Catholics living in the colonies demonstrated a remarkable patriotism despite the hostility that most residents displayed toward their faith. For example: In 1774, the British Parliament passed the Quebec Act, which guaranteed freedom of Catholics in Canada to “enjoy the free exercise of the religion of the Church of Rome.”

This act outraged the members of our Continental Congress. It sent a letter to Great Britain expressing “our astonishment that a British Parliament should ever consent to establish in that country [Canada] a religion that has deluged your island with blood, and dispersed impiety, bigotry, persecution, murder, and rebellion through every part of the world.” That’s what Americans at the time thought about the Catholic Church.

At the same time that it expressed such bigotry toward Catholicism in its letter to Great Britain, the Continental Congress wrote to Canada, “We are all too well-acquainted with the liberality of sentiment distinguishing your nation to imagine that difference of religion will prejudice you against a hearty amity with us.”

It then, in March of 1776, appointed a commission to go to Canada to try to gain Canadians’ support for the planned split from England. The commission consisted of Benjamin Franklin, Samuel Chase, Charles Carroll of Carrollton (a Catholic and the wealthiest man in the colonies) and Father John Carroll (who would later become the first American Catholic bishop).

Naturally, the commission had no hope of success because Canadians were well aware of the true feelings of the people to their south concerning Catholicism. But why would such prominent Catholics as the Carrolls consent to be part of the mission? Because they both thought that the hostility of the colonists to the Catholic faith was foreign to the American character, and with the spread of correct knowledge about the Catholic Church, Catholicism would eventually come to be regarded in its true light.

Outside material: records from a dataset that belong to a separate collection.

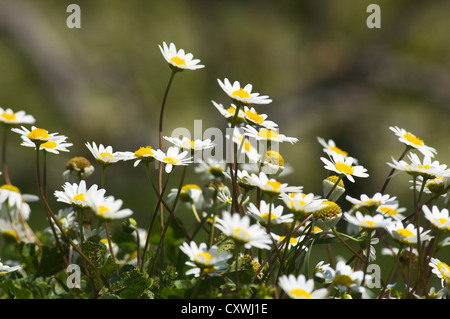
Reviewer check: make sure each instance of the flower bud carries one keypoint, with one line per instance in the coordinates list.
(129, 225)
(77, 168)
(328, 183)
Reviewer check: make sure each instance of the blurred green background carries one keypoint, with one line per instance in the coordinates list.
(328, 74)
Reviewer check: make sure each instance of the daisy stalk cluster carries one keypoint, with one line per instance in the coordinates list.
(236, 228)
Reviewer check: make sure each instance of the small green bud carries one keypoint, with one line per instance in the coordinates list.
(129, 225)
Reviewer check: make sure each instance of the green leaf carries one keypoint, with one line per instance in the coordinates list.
(131, 284)
(30, 256)
(51, 261)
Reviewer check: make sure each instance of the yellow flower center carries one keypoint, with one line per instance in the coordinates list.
(8, 117)
(170, 160)
(209, 270)
(38, 134)
(444, 269)
(254, 117)
(143, 151)
(266, 216)
(344, 168)
(231, 110)
(241, 93)
(102, 210)
(241, 235)
(413, 139)
(275, 158)
(300, 293)
(369, 223)
(49, 144)
(106, 154)
(343, 280)
(178, 60)
(334, 179)
(79, 197)
(372, 202)
(274, 185)
(267, 134)
(338, 150)
(205, 255)
(292, 240)
(389, 211)
(11, 188)
(405, 232)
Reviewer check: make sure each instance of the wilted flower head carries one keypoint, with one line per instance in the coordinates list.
(242, 95)
(178, 59)
(412, 141)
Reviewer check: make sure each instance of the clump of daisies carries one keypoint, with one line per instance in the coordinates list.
(221, 219)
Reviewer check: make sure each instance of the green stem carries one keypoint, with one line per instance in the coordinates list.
(334, 186)
(388, 179)
(347, 245)
(4, 165)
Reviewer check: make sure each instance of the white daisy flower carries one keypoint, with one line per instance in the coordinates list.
(11, 195)
(272, 186)
(330, 148)
(191, 145)
(293, 241)
(105, 155)
(230, 112)
(107, 208)
(344, 166)
(246, 146)
(406, 235)
(393, 211)
(265, 134)
(144, 154)
(173, 157)
(53, 145)
(440, 269)
(427, 169)
(8, 116)
(301, 288)
(266, 211)
(252, 117)
(375, 201)
(439, 219)
(242, 95)
(302, 204)
(204, 260)
(345, 278)
(366, 221)
(37, 135)
(273, 163)
(76, 194)
(243, 179)
(179, 60)
(239, 229)
(413, 141)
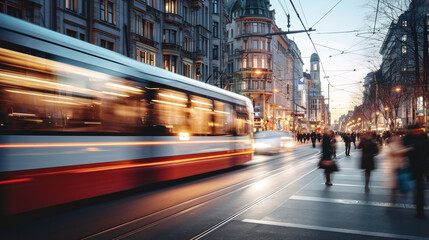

Besides, in a few months from the time of that mission, that same Continental Congress would pass the Declaration of Independence, which we celebrate with our holiday, and that document couldn’t have been more Catholic. It said that “all men are created equal,” and that’s what the Catholic Church taught.

It said that we possess inalienable rights flowing directly from the Creator, and that’s what the Catholic Church taught.

Two centuries before Thomas Jefferson wrote the Declaration, St. Robert Bellarmine wrote, “Secular or civil power is instituted by men; it is in the people, unless they bestow it on a prince. … It depends upon the consent of the multitude to ordain over themselves a king, or consul, or other magistrates; and if there be a lawful cause, the multitude may change the kingdom into an aristocracy or democracy.” That principle was echoed in the Declaration of Independence.

Throughout American history, Catholics have demonstrated their patriotism again and again. President George Washington, in a letter to (by then) Archbishop John Carroll, said, “I presume that your fellow citizens will not forget the patriotic part which [Catholics] took in the accomplishment of their Revolution, and the establishment of your Government.”

A hundred years after Archbishop Carroll’s time, we had another great archbishop—Cardinal James Gibbons of Baltimore. In 1916, former President Theodore Roosevelt said to him: “Taking your life as a whole, I think that you now occupy the position of being the most respected and venerated and useful citizen of our country.” President William Howard Taft praised the cardinal’s “single-minded patriotism and love of country on the one hand and sincere devotion to his Church on the other.”

Cardinal Gibbons replied to President Taft, “You were pleased to mention my pride in being an American citizen. It is the proudest earthly title I possess.”